EU leaders to debate green industry plan with eye on March deal

European Union flags flutter outside the EU Commission headquarters in Brussels

By Philip Blenkinsop

BRUSSELS (Reuters) - European Union leaders will debate on Thursday proposals to enable the bloc to compete with the United States in clean-tech production and reduce dependence on China, with the aim of settling differences such as those over subsidies by March.

The European Commission has proposed loosening rules on state aid for investments in renewable energy or decarbonising industry and faster approvals of green projects, partly in response to the U.S. Inflation Reduction Act.

Many EU leaders are concerned local content requirements of the $369 billion of green subsidies in the U.S. legislation will encourage companies to relocate, making the United States a leader in green tech at Europe's expense.

"European industries face pressure to install themselves in the United States so we need an urgent message on clean tech: the EU doesn't just have advantages that don't exist anywhere else but also act with this plan," an EU diplomat said.

France and Germany have led the push for looser state aid rules, but some EU states argue they will not be able to match the subsidies of the EU's two largest economies, unsettling the EU internal market.

Countries such as the Netherlands, the Nordics, the Czech Republic and Ireland have expressed concern in letters to the EU executive about the risk of excessive non-targeted subsidies and say work to improve the EU single market would be more effective.

"It's a potentially ground-breaking transformation of the EU state aid regime.
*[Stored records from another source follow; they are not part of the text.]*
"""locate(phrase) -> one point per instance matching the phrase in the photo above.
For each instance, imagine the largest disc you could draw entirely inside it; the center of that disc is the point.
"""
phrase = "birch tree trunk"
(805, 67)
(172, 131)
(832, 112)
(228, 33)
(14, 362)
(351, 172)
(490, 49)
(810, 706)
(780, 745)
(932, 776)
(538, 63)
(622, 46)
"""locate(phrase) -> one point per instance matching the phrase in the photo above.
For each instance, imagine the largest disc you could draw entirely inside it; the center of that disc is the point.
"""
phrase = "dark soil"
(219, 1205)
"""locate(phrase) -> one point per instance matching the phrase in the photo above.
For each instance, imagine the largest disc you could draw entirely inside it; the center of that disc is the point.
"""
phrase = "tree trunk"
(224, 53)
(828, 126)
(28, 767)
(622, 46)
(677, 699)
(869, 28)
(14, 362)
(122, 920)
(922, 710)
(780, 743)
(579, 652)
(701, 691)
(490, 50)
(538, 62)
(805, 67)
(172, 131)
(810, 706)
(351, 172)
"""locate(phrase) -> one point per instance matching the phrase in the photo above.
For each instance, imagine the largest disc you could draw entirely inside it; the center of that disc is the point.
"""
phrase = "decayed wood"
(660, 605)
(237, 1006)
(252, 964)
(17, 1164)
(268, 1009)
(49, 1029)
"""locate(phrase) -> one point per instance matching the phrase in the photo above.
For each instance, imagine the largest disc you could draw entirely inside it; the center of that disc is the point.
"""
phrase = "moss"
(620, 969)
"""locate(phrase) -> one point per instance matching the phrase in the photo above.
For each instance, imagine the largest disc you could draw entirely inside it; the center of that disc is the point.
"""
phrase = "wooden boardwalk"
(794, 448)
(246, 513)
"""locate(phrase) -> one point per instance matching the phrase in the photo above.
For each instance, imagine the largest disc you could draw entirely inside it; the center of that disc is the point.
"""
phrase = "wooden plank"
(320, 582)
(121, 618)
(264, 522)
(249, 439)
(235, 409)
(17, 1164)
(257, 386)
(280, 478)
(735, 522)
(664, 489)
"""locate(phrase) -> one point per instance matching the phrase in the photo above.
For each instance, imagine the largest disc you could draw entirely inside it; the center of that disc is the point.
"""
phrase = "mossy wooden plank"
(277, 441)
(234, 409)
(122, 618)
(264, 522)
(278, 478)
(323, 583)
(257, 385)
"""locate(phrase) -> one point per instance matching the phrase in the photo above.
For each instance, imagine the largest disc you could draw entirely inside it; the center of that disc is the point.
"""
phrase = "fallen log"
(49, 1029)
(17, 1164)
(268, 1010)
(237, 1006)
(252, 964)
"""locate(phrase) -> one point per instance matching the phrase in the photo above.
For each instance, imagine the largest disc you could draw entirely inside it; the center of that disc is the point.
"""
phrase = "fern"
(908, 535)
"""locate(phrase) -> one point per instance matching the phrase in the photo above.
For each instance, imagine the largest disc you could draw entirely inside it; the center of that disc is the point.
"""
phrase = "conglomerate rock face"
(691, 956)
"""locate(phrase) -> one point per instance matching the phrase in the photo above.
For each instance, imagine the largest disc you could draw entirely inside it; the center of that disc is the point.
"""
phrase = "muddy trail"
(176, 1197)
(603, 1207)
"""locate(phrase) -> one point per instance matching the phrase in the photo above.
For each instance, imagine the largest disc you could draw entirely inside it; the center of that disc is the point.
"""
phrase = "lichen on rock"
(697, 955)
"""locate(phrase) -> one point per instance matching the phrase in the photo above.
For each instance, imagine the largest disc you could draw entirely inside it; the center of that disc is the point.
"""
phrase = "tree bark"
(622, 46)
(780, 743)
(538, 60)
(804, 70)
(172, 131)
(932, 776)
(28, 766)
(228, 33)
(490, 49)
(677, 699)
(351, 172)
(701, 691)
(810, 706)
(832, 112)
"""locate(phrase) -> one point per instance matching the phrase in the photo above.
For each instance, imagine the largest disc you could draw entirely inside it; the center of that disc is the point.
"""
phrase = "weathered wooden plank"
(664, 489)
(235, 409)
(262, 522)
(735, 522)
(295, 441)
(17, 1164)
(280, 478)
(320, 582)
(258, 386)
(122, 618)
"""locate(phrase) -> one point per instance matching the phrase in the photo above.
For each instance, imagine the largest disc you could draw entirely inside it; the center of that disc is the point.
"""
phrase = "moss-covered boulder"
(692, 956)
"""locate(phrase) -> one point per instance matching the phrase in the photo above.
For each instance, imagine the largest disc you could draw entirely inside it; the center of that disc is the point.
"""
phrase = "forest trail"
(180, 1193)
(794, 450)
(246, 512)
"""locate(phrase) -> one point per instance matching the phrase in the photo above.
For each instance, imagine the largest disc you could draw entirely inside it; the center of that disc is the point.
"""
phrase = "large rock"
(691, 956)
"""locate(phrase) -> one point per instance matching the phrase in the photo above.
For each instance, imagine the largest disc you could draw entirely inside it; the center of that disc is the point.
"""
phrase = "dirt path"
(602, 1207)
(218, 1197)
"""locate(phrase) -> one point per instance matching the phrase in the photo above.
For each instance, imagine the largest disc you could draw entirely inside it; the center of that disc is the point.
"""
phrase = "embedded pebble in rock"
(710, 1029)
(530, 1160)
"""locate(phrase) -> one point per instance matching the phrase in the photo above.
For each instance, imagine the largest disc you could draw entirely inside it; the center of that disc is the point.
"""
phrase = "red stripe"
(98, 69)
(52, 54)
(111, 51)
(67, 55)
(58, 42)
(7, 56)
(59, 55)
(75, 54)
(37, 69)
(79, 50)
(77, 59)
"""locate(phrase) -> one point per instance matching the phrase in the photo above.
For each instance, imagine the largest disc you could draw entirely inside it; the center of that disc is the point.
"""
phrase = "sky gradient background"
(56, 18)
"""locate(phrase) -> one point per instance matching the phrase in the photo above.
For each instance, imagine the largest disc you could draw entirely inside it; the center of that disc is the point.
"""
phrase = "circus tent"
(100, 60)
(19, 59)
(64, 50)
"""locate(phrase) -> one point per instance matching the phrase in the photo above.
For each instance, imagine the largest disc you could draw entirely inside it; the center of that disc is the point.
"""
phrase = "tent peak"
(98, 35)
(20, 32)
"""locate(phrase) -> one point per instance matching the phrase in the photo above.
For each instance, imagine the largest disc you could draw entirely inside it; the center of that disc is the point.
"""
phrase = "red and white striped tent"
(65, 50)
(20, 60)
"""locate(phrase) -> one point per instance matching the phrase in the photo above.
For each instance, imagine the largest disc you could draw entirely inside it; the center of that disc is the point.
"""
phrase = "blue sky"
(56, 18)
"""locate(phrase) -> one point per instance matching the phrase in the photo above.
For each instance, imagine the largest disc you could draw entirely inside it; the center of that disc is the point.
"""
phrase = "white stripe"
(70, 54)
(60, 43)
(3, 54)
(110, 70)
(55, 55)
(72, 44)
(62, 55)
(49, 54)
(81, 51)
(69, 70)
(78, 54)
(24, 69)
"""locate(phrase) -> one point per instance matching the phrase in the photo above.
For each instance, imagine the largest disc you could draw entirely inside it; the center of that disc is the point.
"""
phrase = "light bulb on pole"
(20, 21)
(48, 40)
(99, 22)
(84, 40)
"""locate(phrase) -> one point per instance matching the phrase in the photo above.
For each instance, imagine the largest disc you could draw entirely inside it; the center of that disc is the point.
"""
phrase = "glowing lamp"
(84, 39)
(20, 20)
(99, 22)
We think it's all being done too fast and without sufficient analysis," said an EU diplomat.

The diplomat said that it looks like relaxation of state aid rules would take place, but hedged with conditions such as that it should only be temporary and should be proportionate.

EU leaders will reconvene in Brussels in late March, by when the European Commission should have proposed its Net-Zero Industry Act to speed up project or site approvals and the Critical Raw Materials Act, designed to boost processing and recycling in Europe and reduce reliance on China.